Der Tag kam. An einem lauen Frühlingsnachmittag durften wir Streuner auf unserer Weide begrüßen. Auch die Schrepps hatten die Zeit nicht sinnlos verstreichen lassen, sondern einen Isländer gekauft, der bereits einige Tage Eingewöhnungszeit auf der Weide und in unserem wunderschönen, selbstgebauten Weideunterstand hinter sich hatte. Nun mussten der Isländer der Schrepps und unser Streuner sich aneinander gewöhnen, was anscheinend auch ohne Probleme vonstatten ging.

Allerdings schien sich Streuner, das ausgewiesene Boxenpferd nicht an den Bretterzaun gewöhnen zu wollen, mit dem wir den Unterstand unterteilt und von der Weide abgetrennt hatten. Hier nämlich sollten er und der Isländer die erste Nacht verbringen.

Streuner brauchte etwa eine halbe Stunde, um den Zaun in seine Einzelteile zu zerlegen. Erst jetzt wurde uns bewusst, was seine Vorbesitzerin meinte, als sie ihn einmal spaßeshalber "Ausbrecherkönig" genannt hatte.

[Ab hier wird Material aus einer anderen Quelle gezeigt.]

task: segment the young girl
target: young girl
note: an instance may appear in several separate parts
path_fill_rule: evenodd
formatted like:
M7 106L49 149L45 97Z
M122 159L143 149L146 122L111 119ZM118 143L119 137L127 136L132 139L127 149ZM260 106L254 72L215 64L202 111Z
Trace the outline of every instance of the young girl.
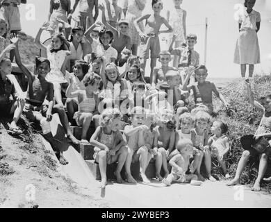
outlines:
M101 187L106 184L106 165L117 161L115 172L117 182L122 182L120 172L127 157L122 134L117 130L120 123L121 113L118 109L106 109L101 114L101 126L98 126L90 138L90 145L95 146L94 159L99 163L101 176Z
M230 149L229 139L226 136L228 126L222 121L215 121L211 128L213 136L208 142L208 146L212 150L213 156L215 157L221 166L226 179L229 179L230 176L227 173L225 158Z
M79 111L74 115L77 126L83 126L81 142L88 143L86 140L87 133L92 121L94 115L98 114L97 108L99 104L98 95L96 92L98 90L101 77L94 73L87 74L83 82L85 84L85 90L76 90L72 92L74 84L73 78L70 78L70 83L67 89L67 97L76 97L79 101ZM97 125L97 124L96 124Z
M181 44L186 39L186 11L181 8L183 0L173 0L174 8L172 11L167 10L167 19L170 26L173 28L174 32L170 33L169 39L172 39L173 35L176 36L175 40L175 48L181 46ZM178 67L178 56L174 56L173 59L173 67Z
M211 181L215 181L216 180L211 175L211 151L208 146L209 138L206 131L211 121L211 117L207 112L200 111L196 114L195 118L196 127L191 130L191 139L194 147L197 150L195 151L192 173L196 171L199 180L204 180L200 173L200 166L202 166L202 159L204 157L207 178Z
M249 76L252 77L254 64L261 62L257 33L260 30L261 15L253 10L256 0L245 0L245 10L239 15L239 37L234 53L234 63L240 64L242 77L249 65Z
M255 106L257 110L263 112L263 118L261 121L260 126L256 131L254 137L252 138L248 148L243 153L242 157L239 160L236 169L236 174L228 185L232 186L239 183L240 177L245 169L245 166L249 158L249 156L258 156L260 160L258 177L255 180L254 185L252 188L252 191L259 191L261 190L261 180L263 179L268 166L268 160L270 155L271 144L271 94L266 94L265 96L261 98L261 103L254 101L254 97L252 92L249 82L245 81L247 85L247 94L249 96L249 103ZM262 146L261 151L256 148L257 141L259 139L265 142L265 145ZM271 178L264 179L265 181L270 181Z

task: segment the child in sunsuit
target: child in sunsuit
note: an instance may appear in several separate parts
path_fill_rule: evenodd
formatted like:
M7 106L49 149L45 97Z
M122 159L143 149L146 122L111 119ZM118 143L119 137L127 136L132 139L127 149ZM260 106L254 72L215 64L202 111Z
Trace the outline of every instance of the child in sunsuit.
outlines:
M171 54L168 51L160 52L158 61L161 63L161 66L154 67L151 84L159 85L160 82L166 82L165 74L169 70L177 71L176 68L169 66L171 59Z
M249 156L258 156L260 159L260 167L258 169L258 176L254 185L252 188L252 191L261 191L261 181L263 178L268 166L268 157L271 153L271 94L266 93L264 96L261 97L261 102L254 100L254 96L251 89L251 85L248 80L245 80L247 94L249 103L257 110L263 111L263 116L261 121L260 126L252 137L248 147L244 147L246 150L243 153L239 160L236 169L236 174L234 178L228 184L229 186L238 185L240 182L240 177L245 169L245 166L249 160ZM261 145L257 145L257 142L262 141ZM242 141L241 141L242 142ZM247 142L246 142L247 144ZM264 179L265 181L270 182L271 178Z
M216 158L222 167L223 173L226 179L229 179L230 176L227 172L225 159L230 150L230 142L226 135L228 126L222 121L215 121L211 128L213 137L210 137L208 145L210 146L212 155Z
M145 70L147 59L149 58L149 51L151 51L151 79L152 79L154 68L156 65L156 59L159 56L160 42L159 34L167 33L173 31L172 27L167 20L160 15L163 9L163 3L161 0L153 0L151 2L154 14L147 14L140 17L134 21L135 27L141 38L141 44L139 49L139 57L142 61L142 68ZM146 25L144 31L140 30L139 23L146 20ZM160 31L163 24L168 28L166 31Z
M186 174L189 169L189 159L193 152L193 145L189 139L183 139L178 142L175 155L170 159L171 173L162 182L170 186L172 182L190 182L192 185L200 185L197 176L195 174Z
M208 71L204 65L197 67L195 71L197 83L195 83L190 86L187 86L188 80L190 79L192 72L190 72L186 76L186 78L183 85L183 90L190 92L193 90L195 103L203 103L208 108L208 113L213 114L213 105L212 93L215 94L223 102L226 107L229 107L229 104L227 102L223 95L217 91L214 83L206 81Z
M101 187L106 185L106 166L117 162L115 172L117 182L124 182L120 172L127 157L127 147L121 133L117 129L120 124L121 113L118 109L106 109L101 114L98 126L90 138L90 145L95 147L94 159L99 163L101 176Z
M106 28L112 31L113 34L114 42L112 43L112 47L115 49L117 51L116 64L120 67L122 67L127 61L129 56L131 55L131 37L129 36L128 33L128 22L120 20L118 22L118 28L120 31L118 31L106 22L104 5L99 5L99 8L102 12L101 18L103 24L106 26Z
M73 78L70 78L70 83L66 91L66 96L69 97L77 97L79 111L74 115L77 126L82 126L81 142L88 143L86 140L87 133L90 126L92 117L98 114L99 98L97 94L101 77L94 73L87 74L83 80L85 85L85 90L76 90L72 92L72 85L74 84ZM97 124L96 124L97 125Z

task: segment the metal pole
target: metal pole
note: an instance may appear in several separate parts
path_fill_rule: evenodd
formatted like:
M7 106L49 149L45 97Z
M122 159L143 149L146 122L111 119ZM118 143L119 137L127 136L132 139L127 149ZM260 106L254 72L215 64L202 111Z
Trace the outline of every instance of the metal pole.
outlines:
M207 33L208 33L208 18L205 18L205 43L204 43L204 65L206 65L207 60Z

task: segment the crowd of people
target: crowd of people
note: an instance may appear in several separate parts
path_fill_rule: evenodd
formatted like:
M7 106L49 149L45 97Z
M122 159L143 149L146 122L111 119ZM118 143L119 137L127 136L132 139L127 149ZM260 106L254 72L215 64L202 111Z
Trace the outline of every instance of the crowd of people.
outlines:
M206 179L215 181L212 157L222 166L225 178L230 178L226 163L231 149L228 126L213 119L213 93L225 106L229 104L214 83L206 80L207 68L200 65L199 54L194 49L197 37L186 34L187 12L181 8L181 0L172 1L174 10L168 11L166 18L161 15L161 0L152 1L152 12L147 15L142 15L146 0L126 0L120 6L117 0L104 0L104 4L98 0L76 0L72 9L69 0L51 0L47 22L35 40L45 55L35 58L35 74L21 61L19 19L6 16L17 12L22 2L1 1L0 112L13 117L10 133L23 133L17 122L25 113L30 121L40 122L60 162L67 164L65 151L54 139L49 123L53 114L58 114L71 143L95 146L102 187L106 184L106 166L114 162L117 162L115 175L118 182L124 179L137 182L131 172L131 163L136 162L139 162L142 181L151 182L145 174L150 161L155 161L157 180L167 186L172 182L199 185ZM256 62L259 60L254 56L247 62L243 57L247 53L243 46L252 41L249 35L253 42L258 42L254 32L259 29L261 17L252 10L254 3L255 0L245 1L247 14L239 21L236 61L242 62L243 71L244 64L249 64L252 71L252 62L256 57ZM100 12L101 19L97 21ZM162 25L165 30L161 30ZM40 41L45 31L51 35L49 45ZM169 33L171 40L167 51L160 47L159 35L164 33ZM151 71L146 74L149 54ZM8 78L14 57L28 80L26 98L14 78ZM256 102L249 81L246 84L249 101L264 115L229 185L239 182L249 155L258 155L260 167L253 190L259 191L270 150L271 95L263 97L261 103ZM95 131L88 141L92 122ZM81 140L73 135L71 126L82 127ZM206 178L201 173L202 162ZM121 175L124 167L125 178Z

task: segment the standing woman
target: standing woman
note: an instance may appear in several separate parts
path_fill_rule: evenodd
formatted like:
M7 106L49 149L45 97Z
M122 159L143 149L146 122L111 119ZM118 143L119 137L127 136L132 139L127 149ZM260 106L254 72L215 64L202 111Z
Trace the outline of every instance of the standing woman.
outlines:
M239 37L234 54L234 63L241 66L242 77L245 77L247 65L249 76L252 77L254 64L261 62L257 33L260 30L261 15L253 10L256 0L245 0L247 10L239 17Z
M58 24L60 23L58 19L60 19L65 23L68 22L67 16L71 12L70 0L50 0L50 10L48 17L49 26L47 31L51 35L55 33ZM69 35L66 33L66 37Z
M123 0L122 10L125 19L129 22L129 33L132 45L132 54L137 56L138 46L140 43L140 37L133 24L133 21L142 16L142 12L145 8L146 0ZM140 24L142 26L142 24ZM142 29L142 27L140 27Z

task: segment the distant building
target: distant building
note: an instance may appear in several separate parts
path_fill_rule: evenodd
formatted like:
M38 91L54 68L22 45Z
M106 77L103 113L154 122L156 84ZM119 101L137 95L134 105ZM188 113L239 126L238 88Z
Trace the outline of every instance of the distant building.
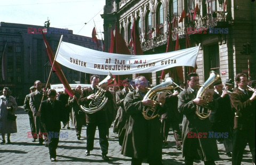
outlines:
M255 3L237 0L106 1L101 15L105 50L110 46L110 30L116 24L128 45L135 18L144 54L165 52L170 22L173 48L177 35L180 49L186 48L187 30L191 47L201 44L196 61L201 83L208 78L211 70L220 74L222 81L234 80L238 73L248 74L249 63L250 78L256 79ZM195 10L197 4L198 10ZM185 15L182 14L183 10ZM196 16L193 19L195 12ZM178 22L182 15L183 20ZM188 72L183 67L185 77ZM161 74L161 71L153 73L153 84L159 83Z
M45 84L51 70L42 32L43 26L18 23L0 23L0 90L9 87L16 97L19 105L23 104L29 87L40 80ZM89 48L101 51L91 37L73 34L73 30L50 27L45 35L54 53L56 52L61 35L62 40ZM5 68L6 78L2 76L2 56L5 44ZM69 83L90 84L90 75L61 66ZM59 78L51 75L50 84L59 84Z

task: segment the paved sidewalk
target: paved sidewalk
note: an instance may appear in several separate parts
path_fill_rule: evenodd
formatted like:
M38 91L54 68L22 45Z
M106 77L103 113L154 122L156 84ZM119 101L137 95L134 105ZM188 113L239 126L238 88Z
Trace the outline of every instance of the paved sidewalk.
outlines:
M91 155L85 156L86 127L82 129L81 140L76 138L74 127L68 130L61 129L61 133L67 133L68 137L60 138L57 148L58 162L50 160L48 148L38 146L38 142L32 142L32 138L28 138L30 131L28 116L21 108L17 111L18 133L11 135L11 144L0 145L0 164L130 164L131 159L121 154L118 136L113 133L110 128L108 154L110 161L107 162L101 159L101 151L99 144L98 130L95 134L94 150L91 151ZM66 133L67 134L67 133ZM163 162L164 164L183 164L181 151L175 147L172 131L169 133L169 146L163 148ZM6 135L5 135L6 136ZM2 137L0 136L0 137ZM6 139L7 138L6 137ZM217 164L231 164L231 159L226 155L223 144L218 144L221 159L216 161ZM252 164L252 156L248 146L244 153L243 165ZM148 164L143 163L143 164ZM194 164L203 164L203 163Z

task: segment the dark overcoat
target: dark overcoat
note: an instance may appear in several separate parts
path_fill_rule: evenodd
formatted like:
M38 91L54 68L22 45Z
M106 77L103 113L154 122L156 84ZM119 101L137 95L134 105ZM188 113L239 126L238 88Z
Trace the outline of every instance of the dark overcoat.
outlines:
M42 123L45 126L46 131L60 132L60 121L65 120L64 108L65 105L57 100L54 101L53 106L48 99L42 102L40 119Z
M255 131L256 101L249 100L252 95L251 91L248 91L246 95L238 88L235 89L230 94L232 108L239 117L234 129L249 129Z
M7 106L12 106L12 109L7 110ZM10 96L7 98L4 95L0 96L0 133L2 135L17 132L16 120L7 118L8 113L15 115L17 108L17 103L14 97Z
M108 99L111 100L113 97L111 96L111 94L109 94L107 95L109 96ZM93 93L92 89L91 87L84 89L83 90L82 93L80 96L80 98L78 100L78 104L83 105L86 108L89 108L89 105L91 101L91 99L87 99L87 96L90 95ZM107 108L106 106L105 106L102 110L100 110L95 113L89 114L86 113L86 122L87 123L101 123L101 122L108 122L108 117L106 111L107 109L110 109L110 108Z
M129 157L147 158L149 162L155 160L161 161L161 123L158 118L149 120L144 118L142 114L142 100L138 90L128 93L124 98L124 109L129 116L129 121L126 126L122 154ZM161 109L164 110L163 108Z
M80 105L78 104L78 100L81 94L75 90L74 93L77 99L74 99L73 97L69 97L68 101L68 105L71 108L72 126L85 126L86 125L85 113L82 111Z
M188 139L188 132L209 133L211 130L209 118L200 119L195 114L196 106L193 100L195 98L190 87L181 92L179 95L179 111L183 116L182 121L182 155L191 156L191 141ZM197 158L204 161L216 160L219 159L218 148L215 138L198 138L201 152ZM194 153L195 154L195 153Z

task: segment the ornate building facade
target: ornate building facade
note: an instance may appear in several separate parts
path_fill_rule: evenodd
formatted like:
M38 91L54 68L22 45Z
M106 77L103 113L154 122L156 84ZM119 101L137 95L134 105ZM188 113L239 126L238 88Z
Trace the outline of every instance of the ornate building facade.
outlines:
M42 34L44 28L31 24L0 23L0 56L2 62L4 51L3 63L5 72L4 80L1 62L0 90L5 86L9 87L12 95L17 98L19 105L23 105L29 87L36 80L39 80L45 84L49 76L51 67ZM54 53L62 34L64 42L101 51L100 42L99 47L97 47L91 37L74 35L71 30L50 27L45 36ZM69 83L90 84L88 74L61 67ZM54 73L52 73L49 83L60 83Z
M165 52L170 23L173 46L178 36L180 49L186 48L186 33L191 47L201 44L196 62L201 83L208 78L211 70L220 74L224 81L227 78L234 80L241 72L256 79L256 47L252 46L256 44L255 3L239 0L106 0L102 15L105 50L109 47L110 31L116 25L129 45L135 21L143 54ZM187 73L183 67L183 76ZM158 83L160 75L161 72L153 73L153 84Z

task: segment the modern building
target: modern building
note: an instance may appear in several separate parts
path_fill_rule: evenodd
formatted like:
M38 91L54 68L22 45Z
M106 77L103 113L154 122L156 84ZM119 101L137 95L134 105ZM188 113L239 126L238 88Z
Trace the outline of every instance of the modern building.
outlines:
M234 80L241 72L256 79L256 47L253 46L256 44L256 2L253 1L107 0L101 15L105 50L110 46L110 30L116 24L128 45L135 20L144 54L165 52L170 23L173 47L178 35L180 49L186 48L186 32L191 47L201 44L196 61L201 84L211 70L220 74L222 81ZM183 67L184 77L188 72ZM161 73L153 73L153 84L158 83Z
M49 76L51 64L42 34L44 28L31 24L0 23L0 54L2 62L4 51L5 72L4 80L1 62L0 90L5 86L9 87L19 105L23 104L25 96L35 81L40 80L45 84ZM74 35L71 30L49 27L44 35L54 53L62 34L64 42L101 51L100 41L100 46L97 47L91 37ZM69 83L90 84L89 75L63 66L62 69ZM54 73L52 73L49 83L60 83Z

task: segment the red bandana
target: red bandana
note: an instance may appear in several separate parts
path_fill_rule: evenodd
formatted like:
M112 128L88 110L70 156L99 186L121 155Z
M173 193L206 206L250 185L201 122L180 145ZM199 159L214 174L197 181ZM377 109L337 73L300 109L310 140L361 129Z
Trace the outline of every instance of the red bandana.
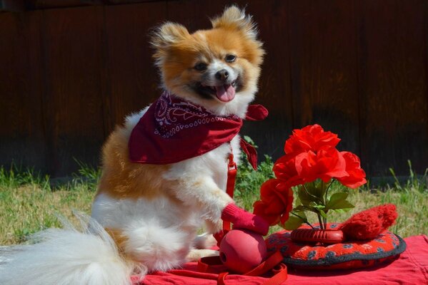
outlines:
M264 107L252 105L248 108L246 119L258 120L267 116ZM230 142L242 126L242 119L234 115L219 116L164 92L132 130L129 157L133 162L178 162ZM256 169L256 150L244 140L241 140L241 147Z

Nach drei Tagen, in denen wir den Zaun um den Unterstand mehrfach notdürftig zusammengeflickt hatten, in denen wir versucht hatten, Streuner zu longieren, mit dem Ergebnis, dass er uns longierte, und in denen wir nur einen einzigen zaghaften Anlauf unternahmen, ihn zu reiten, gaben wir Streuner zurück.

Vorbei der Trennungsschmerz bei Streuners Vor- und jetzt Wiederbesitzerin, vorbei der Stress und die Angst bei meiner Frau und mir. Nur unsere Tochter konnte sich schwer mit dem Gedanken abfinden, plötzlich wieder pferdelos zu sein. Und, ehrlich gesagt, je weiter sich Streuners Hinterteil aus unserem Blickfeld entfernte, desto komischer wurde auch uns ums Herz.

Zugegeben, wir hatten mit Streuner auf's falsche Pferd gesetzt, aber sollte das wirklich das Ende gewesen sein?

Nein! Denn wenig später schon tuschelte uns eine Bekannte zu, dass ihre Bekannte einen Isländer verkaufen wollte: Hördur - unser Traumpferd!